Madrid makes flamenco great again

Madrid makes flamenco great again

The Spanish capital defines flamenco ‘tablaos’ as cultural spaces of special interest

Andrea Levy, the Madrid Councillor of Culture, Tourism and Sports, advocated for the recognition of the flamenco tablaos of the city as cultural spaces of special relevance and general interest. As a result, the Madrid City Plenary took the decision, at its regular July session, to grant these establishments the label of designation.

Flamenco is one of the things that make Madrid a world-famous city

Although flamenco has originated in the southern part of Spain, in the region of Andalusia, since the mid-20th century it has gained considerable footing in Madrid.
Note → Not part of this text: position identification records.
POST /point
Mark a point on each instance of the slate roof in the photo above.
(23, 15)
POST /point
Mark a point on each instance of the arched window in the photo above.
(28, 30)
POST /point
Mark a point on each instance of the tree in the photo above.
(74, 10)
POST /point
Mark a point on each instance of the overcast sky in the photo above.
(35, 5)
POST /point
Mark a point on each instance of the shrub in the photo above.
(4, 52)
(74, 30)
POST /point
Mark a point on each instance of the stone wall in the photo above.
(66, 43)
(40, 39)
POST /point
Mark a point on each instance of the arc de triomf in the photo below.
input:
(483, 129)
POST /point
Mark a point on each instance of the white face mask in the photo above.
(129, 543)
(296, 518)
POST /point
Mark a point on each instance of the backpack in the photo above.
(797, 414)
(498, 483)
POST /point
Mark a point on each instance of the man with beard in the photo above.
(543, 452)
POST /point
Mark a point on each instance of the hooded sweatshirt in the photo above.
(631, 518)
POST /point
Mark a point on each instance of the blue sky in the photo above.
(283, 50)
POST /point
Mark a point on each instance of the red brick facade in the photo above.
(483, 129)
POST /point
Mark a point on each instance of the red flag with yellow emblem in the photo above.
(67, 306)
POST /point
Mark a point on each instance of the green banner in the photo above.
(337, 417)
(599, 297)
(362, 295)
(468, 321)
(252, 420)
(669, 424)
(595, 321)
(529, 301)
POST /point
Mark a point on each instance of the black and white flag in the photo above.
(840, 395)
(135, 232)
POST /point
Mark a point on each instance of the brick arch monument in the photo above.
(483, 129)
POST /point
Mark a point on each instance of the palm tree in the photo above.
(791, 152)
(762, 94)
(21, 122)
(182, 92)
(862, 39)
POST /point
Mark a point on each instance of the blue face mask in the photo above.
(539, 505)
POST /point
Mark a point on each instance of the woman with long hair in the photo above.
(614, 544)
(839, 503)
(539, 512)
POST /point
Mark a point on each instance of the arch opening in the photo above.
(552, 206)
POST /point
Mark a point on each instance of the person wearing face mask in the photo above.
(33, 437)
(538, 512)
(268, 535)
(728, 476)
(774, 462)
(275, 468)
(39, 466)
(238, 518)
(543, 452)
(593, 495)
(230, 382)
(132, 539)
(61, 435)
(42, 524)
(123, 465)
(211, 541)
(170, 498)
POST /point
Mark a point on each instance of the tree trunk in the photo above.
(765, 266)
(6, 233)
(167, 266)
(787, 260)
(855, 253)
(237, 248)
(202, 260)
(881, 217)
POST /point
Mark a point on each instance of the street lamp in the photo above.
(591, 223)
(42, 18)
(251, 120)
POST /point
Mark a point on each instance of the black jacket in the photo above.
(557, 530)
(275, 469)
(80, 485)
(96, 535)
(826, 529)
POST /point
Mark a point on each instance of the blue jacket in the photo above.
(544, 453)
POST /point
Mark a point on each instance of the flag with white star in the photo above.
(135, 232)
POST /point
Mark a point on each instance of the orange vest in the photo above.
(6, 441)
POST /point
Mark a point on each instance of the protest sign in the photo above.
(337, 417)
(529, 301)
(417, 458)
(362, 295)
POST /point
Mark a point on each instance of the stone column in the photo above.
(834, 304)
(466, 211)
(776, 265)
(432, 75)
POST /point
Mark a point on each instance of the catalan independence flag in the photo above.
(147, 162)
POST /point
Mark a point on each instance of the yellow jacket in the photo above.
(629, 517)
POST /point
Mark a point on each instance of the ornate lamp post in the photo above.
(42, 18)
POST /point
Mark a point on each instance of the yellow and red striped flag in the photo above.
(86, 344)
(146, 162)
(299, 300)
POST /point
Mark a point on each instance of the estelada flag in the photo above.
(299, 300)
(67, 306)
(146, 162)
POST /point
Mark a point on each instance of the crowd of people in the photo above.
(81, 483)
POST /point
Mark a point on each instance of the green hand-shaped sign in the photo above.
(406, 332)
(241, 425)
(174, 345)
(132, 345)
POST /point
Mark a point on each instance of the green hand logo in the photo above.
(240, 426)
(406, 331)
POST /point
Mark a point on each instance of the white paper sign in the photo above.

So much so, that the Spanish capital is now also considered the world capital of flamenco.

The term ‘flamenco’ refers to the style of music and dance which are traditionally performed in establishments colloquially known as ‘tablaos’, from the Spanish word for floorboards. Popular both with locals and tourists, there are 21 such tablaos in Madrid.

Furthermore, nearly ten years ago, flamenco was recognized as one of the immaterial cultural treasures of the world. UNESCO included it in its Intangible Heritage List, which further helped cement the reputation of Madrid where the best flamenco artists live and perform.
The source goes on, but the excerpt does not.